Building Chinese Reward Models from Scratch: A Practical Guide to CheemsBench and CheemsPreference

Why Do We Need Dedicated Chinese Reward Models?

In the development of large language models (LLMs), reward models (RMs) act as “value referees” that align AI outputs with human preferences. However, current research faces two critical challenges:

  1. Language Bias: 90% of existing studies focus on English, leaving Chinese applications underserved
  2. Data Reliability: Synthetic datasets dominate current approaches, failing to capture authentic human preferences

The Cheems project – a collaboration between the Institute of Software (Chinese Academy of Sciences) and Xiaohongshu – introduces the first comprehensive framework for Chinese reward model development. This guide explores its groundbreaking components.


Core Components Explained

CheemsBench: The Gold Standard for Chinese RM Evaluation

Key Features:

  • Diverse Data Sources:

    • 1,146 open-source prompts from 8 datasets (Humaneval-XL, GAOKAO-Bench, etc.)
    • 1,346 real-world human instructions capturing practical use cases
  • Innovative Evaluation Protocol:

    # Conflict resolution algorithm example
    def resolve_conflicts(responses, annotations):
        G = build_preference_graph(annotations)
        while cycles := detect_cycles(G):
            merge_nodes(G, cycles)
        return topological_sort(G)
    

    Five-round human triple comparisons + graph-based conflict resolution ensure consistent rankings

Performance Metrics:

Metric Type Formula Use Case
Accuracy (Acc) ∑(correct pairs)/total pairs General performance
Exact Match (Exact) ∑(fully ordered samples)/total Complex scenario robustness

CheemsPreference: The Chinese Value Lexicon (27K Instructions)

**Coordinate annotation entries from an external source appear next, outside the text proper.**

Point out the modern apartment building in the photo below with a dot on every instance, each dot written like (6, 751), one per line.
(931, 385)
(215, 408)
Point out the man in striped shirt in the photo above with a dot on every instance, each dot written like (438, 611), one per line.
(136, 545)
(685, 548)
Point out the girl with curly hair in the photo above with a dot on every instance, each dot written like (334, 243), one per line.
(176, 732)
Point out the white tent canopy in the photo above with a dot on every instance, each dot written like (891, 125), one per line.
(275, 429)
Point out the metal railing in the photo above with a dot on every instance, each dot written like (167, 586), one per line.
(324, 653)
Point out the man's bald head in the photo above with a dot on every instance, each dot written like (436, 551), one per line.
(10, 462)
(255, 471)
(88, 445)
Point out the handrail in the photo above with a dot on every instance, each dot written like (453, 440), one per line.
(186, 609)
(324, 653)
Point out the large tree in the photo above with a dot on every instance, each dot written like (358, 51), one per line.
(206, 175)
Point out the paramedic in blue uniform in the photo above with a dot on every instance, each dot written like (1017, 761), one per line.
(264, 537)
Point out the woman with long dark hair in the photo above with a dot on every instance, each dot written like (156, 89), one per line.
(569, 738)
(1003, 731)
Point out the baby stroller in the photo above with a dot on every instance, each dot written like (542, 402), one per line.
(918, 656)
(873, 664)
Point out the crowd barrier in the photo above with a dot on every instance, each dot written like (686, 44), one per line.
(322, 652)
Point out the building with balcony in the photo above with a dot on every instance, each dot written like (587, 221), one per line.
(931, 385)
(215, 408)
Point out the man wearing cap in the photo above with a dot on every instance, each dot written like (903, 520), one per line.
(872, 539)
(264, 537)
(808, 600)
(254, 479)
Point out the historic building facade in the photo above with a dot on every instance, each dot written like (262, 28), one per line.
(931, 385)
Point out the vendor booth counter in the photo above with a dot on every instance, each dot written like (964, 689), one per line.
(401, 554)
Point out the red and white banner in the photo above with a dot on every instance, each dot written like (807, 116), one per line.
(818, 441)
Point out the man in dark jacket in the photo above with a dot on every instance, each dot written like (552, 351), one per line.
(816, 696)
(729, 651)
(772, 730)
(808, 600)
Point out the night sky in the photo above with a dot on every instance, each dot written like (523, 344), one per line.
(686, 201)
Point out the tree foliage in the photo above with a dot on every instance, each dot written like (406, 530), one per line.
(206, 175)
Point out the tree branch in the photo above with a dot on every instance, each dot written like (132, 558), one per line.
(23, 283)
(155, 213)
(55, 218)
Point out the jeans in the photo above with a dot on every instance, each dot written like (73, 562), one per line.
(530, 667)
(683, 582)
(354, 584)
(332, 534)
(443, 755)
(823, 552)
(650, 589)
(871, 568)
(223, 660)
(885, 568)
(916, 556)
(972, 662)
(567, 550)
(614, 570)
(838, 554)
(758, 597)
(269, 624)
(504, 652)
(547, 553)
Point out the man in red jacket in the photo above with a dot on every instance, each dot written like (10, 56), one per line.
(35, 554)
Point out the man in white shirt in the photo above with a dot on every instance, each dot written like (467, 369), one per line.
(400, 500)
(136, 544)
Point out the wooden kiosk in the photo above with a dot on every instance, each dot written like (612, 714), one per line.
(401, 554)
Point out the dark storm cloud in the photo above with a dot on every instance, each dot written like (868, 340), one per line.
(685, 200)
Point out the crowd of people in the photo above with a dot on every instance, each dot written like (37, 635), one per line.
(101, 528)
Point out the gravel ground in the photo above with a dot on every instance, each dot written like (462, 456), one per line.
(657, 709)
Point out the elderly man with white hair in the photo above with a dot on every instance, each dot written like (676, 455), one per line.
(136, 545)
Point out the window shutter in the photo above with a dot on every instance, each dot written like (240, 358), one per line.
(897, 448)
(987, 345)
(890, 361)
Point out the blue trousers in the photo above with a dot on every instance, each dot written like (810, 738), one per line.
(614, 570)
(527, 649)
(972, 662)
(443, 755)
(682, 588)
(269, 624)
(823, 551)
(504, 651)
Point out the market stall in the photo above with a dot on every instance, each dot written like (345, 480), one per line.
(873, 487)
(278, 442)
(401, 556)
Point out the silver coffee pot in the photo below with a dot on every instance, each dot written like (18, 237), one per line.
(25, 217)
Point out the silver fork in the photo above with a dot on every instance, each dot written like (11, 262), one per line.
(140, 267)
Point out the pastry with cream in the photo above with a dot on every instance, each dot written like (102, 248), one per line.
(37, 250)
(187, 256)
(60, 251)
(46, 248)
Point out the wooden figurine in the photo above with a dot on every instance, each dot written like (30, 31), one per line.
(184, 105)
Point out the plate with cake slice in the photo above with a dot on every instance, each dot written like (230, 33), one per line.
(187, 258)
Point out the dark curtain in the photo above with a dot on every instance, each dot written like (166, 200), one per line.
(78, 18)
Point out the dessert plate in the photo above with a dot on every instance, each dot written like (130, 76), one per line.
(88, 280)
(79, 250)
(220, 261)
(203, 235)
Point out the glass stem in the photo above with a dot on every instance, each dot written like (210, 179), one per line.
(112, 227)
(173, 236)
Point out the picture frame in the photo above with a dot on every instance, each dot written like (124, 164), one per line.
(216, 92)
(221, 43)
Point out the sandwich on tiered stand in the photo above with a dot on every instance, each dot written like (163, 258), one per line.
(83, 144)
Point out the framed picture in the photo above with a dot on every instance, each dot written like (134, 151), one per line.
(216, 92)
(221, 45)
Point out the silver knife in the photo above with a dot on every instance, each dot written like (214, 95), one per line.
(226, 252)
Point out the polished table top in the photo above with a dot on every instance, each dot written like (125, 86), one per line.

Dataset Construction Workflow:

  1. Instruction Collection:

    • 27,861 authentic user queries
    • Hierarchical taxonomy with 8 categories/50+ subcategories (Fig 10)
  2. Response Generation:

    • Covers Qwen2, Llama3 open-source models
    • Includes GPT-4, Claude-3 commercial APIs
  3. Annotation Strategy:

    graph TD
    A[Human-labeled Golden Data] --> B[Train Initial RM]
    C[GPT-4o Annotations] --> D[Initial RM Filtering]
    B --> D
    D --> E[Combined Dataset]
    

Technical Innovations:

  • Length Debias: Balances preference for verbose responses
  • Distant Supervision: Hybrid human-AI annotation pipeline

Key Experimental Findings

The Chinese Performance Gap

Table 2 reveals even top-performing models like Skywork-Reward-Gemma-2-27B:

  • Accuracy drops from 75.4% (standard prompts) to 74.8% (real-world instructions)
  • Excels in math reasoning (82%) but struggles with text comprehension (61%)

Data Quality Dictates Model Ceiling

Table 3 comparisons show:

Dataset Type Accuracy
Best Chinese Dataset 72.8%
Best English Dataset 76.8%
CheemsPreference 85.7%

Practical Implementation Guide

Training High-Performance Chinese RMs

  1. Data Preparation:

    • Minimum 3,260 human-annotated samples
    • Recommended 5:1 AI-human data ratio
  2. Model Configuration:

    - Base Model: Qwen2.5-72B-Instruct
    - Regularization: 0.1
    - Learning Rate: 5e-6 (cosine decay)
    
  3. Training Techniques:

    • Greedy batch sampling prevents redundant computations
    • Gaussian prior regularization controls score inflation

FAQ: Addressing Common Concerns

Q1: Why Not Use English Reward Models Directly?

Experiments show English models:

  • Suffer 12.3% average accuracy drop in Chinese
  • Make 41% errors on culture-specific tasks (e.g., idiom usage)

Q2: Is Human Annotation Essential?

Comparative results:

  • Pure AI annotations: 77.8% accuracy
  • Human-AI hybrid: 85.7% accuracy
  • 23% improvement on complex instruction tasks

Q3: How to Evaluate Custom RMs?

Recommended two-tier testing:

  1. Basic Test: CheemsBench standard prompts
  2. Stress Test: Real-user OOD instructions

Future Directions & Limitations

Three Promising Applications:

  1. Value alignment for Chinese chatbots
  2. Cross-cultural preference modeling
  3. Low-resource language adaptation

Current Constraints:

  • Potential cultural bias in annotator demographics
  • Limited dialect/language variant coverage
  • Challenges in long-text coherence assessment

Technical Note: All data comes from the paper “Cheems: A Practical Guidance for Building and Evaluating Chinese Reward Models from Scratch”. Implementation details available in original Appendix F. Model code is open-sourced through official channels.